I loved Paul Krugman's complaint this morning about calling patients "medical consumers."
"The prevalence of this kind of language is a sign that something has gone very wrong...with our society's values."
For three years now on my little blog I've made mention how Americans are referred to by every institution -- not as citizens -- but as consumers. I don't know how medical consumption should be seen any differently...particularly not when 70% of our economy is consumer spending and 16% of our GDP is consumed by health care. I have to think these two areas overlap to some degree.
Without verifing, that Krugman is an economic wonk he's most certainly referred to citizens as consumers two dozen times in just the past week alone. Yet somehow, as citizens become patients, whoa! Back up the trolley! The consumption of medical products and services should somehow be exempt?
I like the idea of people as consumers; what it does is take the "human" out of the equation, and gives me something to blog about. Consumers have no responsibilities towards other consumers. Hmmm...just like Americans today. Consumers have no responsibilities towards making habitable, human-scaled places to live. Hmmm...just like Americans today. Consumers' only job is to make a corporation's pile of money into an even larger pile of money. Hmmm...just like Americans today.
We've created an "education industry," for-profit institutions that leave outgoing students mired in debt while corporate shareholders sit on a beach making 20 percent. (I'm one of them, to be sure. I've money in mutual funds that most certainly invest in Phoenix (NASDAQ: APOL) My retiremental future is dependent on sucking even more monies out of the next generation of students...well, at least to become more profitable. So long as it makes me money, I don't give a damn about what value this institution provides to society. That's for a citizen to think about, but I'm not a citizen, I'm a consumer.
Jeffrey Immelt has created a wholly owned subsidiary, GE Healthcare, whose sole purpose (at least to me) is to extract profits from sick people. So long as my holdings of GE stock makes me money, I don't give a damn about a healthier citizenry.

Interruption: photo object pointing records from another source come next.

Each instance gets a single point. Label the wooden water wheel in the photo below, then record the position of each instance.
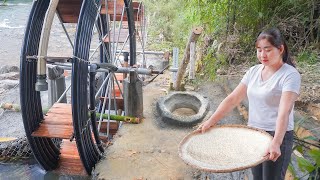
(66, 138)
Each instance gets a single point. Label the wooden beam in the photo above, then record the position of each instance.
(194, 35)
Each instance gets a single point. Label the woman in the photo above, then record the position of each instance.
(271, 88)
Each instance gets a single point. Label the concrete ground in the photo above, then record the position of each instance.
(150, 150)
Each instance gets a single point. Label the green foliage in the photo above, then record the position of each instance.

I only care about fixing up consumers so that they live longer to consume more, obviously increasing my holding values of Best Buy, Home Depot, et al. Indeed, sick people are immensely profitable -- the most profitable segment of our population. And we have the most sick people of any advanced nation on earth and the percentages are growing. Imagine that -- built-in growth. I'm not certain how my mutual funds invest on any given stock, but I can be damned sure that both Phillip Morris (lung cancer producer, NYSE:PM) and AstraZenica (lung cancer drug manufacturer, NYSE:AZN) both find themselves in my portfolio.
Interestingly, my last blog post indicated a desire to move away from equities. However, I'm just a dumb blogger (an Internet consumer, hehe) -- you think I really ought to double down on a systemic collapse, on an economic depression? I admit I'm moving in a more secure direction to be sure, but I didn't take all my 401(k) and purchase T-bills or gold with it. What I wish for and what I get are too often two totally different things. For now, medical consumers are powering my growth in wealth. A healthier citizenry is not, has not, and will not be on any horizon in my lifetime, for we are both far from healthy and we are far from being citizens.
Citizenry has faded. We cannot fall behind a Democratic president, regardless of his party. He's a nigger to a great number of white Republican consumers around me. Bush was a dolt to a great number of white Democratic consumers around me. We see ourselves on one side of the ideological fence or the other. We don't give a damn about our 2.1 wars; they mean nothing to us as consumers, save for our stock in Raytheon (NYSE: RTN). I count on not a single neighbor for anything, anything at all, here in sterile white suburbia. If and when a resource shortage ever comes I'm hoarding, and I'm going to get mine. I've got no reason to become a citizen, to band with others to trade skills, labor, or assistance. I don't even know their fucking names -- why would I suddenly ask them to trade a cup of sugar for a little charcoal fluid?
"This kind of language is a sign that something has gone very wrong..."
We already use this kind of language. We've been using it for as long as we've debased the citizen and exhalted the consumer.